I found it a heart-breaking story; I had to stop reading a few times to have a good cry and one or two people in the group did the same. It’s sad, poignant, funny, filled with lovely ordinariness, wonderful characterisations, breathtakingly shocking moments, injustice and insensitivity, grief, loss and is ultimately a fabulous testament to the power of love.
As a group we admired de Waal’s superb writing style; she makes it look so easy. The story flows, with subtle shifts and sub-themes. Characters are authentic and Leon’s child voice is perfect, as is his adoption of an adult stance and mistrust of his social workers. We felt the story wasn’t over-sentimental or gushing and admired the pared back writing that delivers a powerful message, chiefly that Leon will find a caring substitute family in the range of odd characters he encounters in the allotment near his foster home. We loved Maureen his foster carer and her struggles to maintain her precarious health while providing Leon with a firm, fair and loving foster home balanced against the seeming indifference of the various social workers he encounters. De Waal doesn’t hold back from portraying the child care system in a poor light and she allows her characters to take the system and those working in it to task when they deliver meaningless platitudes to a little boy who is desperate to find his Mum and baby brother as his loss is so powerful and all-consuming.
Group members praised de Waal for her accurate portrayal of ‘salt of the earth’ foster carers and her focus on the social and political perspective in the struggles of black people in the 80s and their treatment by those in authority positions, whatever their age or social position.
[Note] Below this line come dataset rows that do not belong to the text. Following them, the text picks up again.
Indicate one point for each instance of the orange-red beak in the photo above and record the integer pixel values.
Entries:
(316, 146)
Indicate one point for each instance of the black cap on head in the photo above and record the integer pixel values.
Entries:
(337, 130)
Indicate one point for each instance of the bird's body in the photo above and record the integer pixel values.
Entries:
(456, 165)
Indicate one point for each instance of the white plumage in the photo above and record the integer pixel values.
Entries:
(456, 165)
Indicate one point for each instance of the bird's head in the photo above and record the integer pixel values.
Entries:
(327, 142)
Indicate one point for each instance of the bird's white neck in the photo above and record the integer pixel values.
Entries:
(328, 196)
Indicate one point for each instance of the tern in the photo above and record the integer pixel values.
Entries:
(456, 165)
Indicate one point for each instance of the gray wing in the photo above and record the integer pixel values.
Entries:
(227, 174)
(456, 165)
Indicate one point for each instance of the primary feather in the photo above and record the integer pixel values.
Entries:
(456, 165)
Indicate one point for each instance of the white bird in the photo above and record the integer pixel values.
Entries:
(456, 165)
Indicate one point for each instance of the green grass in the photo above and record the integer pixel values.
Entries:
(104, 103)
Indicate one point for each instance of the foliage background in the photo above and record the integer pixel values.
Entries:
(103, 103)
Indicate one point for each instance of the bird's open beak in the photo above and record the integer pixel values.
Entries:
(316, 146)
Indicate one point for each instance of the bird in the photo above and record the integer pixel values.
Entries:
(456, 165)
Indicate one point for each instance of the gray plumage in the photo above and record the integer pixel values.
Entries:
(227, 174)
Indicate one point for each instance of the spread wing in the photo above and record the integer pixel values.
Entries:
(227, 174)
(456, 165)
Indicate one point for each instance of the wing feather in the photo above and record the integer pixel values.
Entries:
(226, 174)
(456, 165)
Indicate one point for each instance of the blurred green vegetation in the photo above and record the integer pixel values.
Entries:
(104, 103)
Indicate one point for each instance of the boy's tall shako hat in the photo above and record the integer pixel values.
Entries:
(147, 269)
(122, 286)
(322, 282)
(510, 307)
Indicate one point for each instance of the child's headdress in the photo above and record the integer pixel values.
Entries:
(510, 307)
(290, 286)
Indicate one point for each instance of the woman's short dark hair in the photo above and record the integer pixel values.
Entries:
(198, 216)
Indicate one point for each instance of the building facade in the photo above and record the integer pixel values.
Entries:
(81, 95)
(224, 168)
We also admired the fact that de Waal makes Leon’s story a search for his Mum and a gradual understanding of her frailties, allowing him to work things out for himself with the acceptance that she does love him but she just can’t look after him or his brother.
A beautiful tender story. Lovely stuff.
This book is a Durham Book Festival tie-in and as a NWN book group we’re offered reduced price tickets to hear author Kit de Waal speak about her work on Sunday 9 October in Durham.
Our next book choice is Pat Barker’s Regeneration which is the Durham Book Festival’s Big Read. We’ll be discussing it at our meeting on Monday 10 October. Hope to see you there.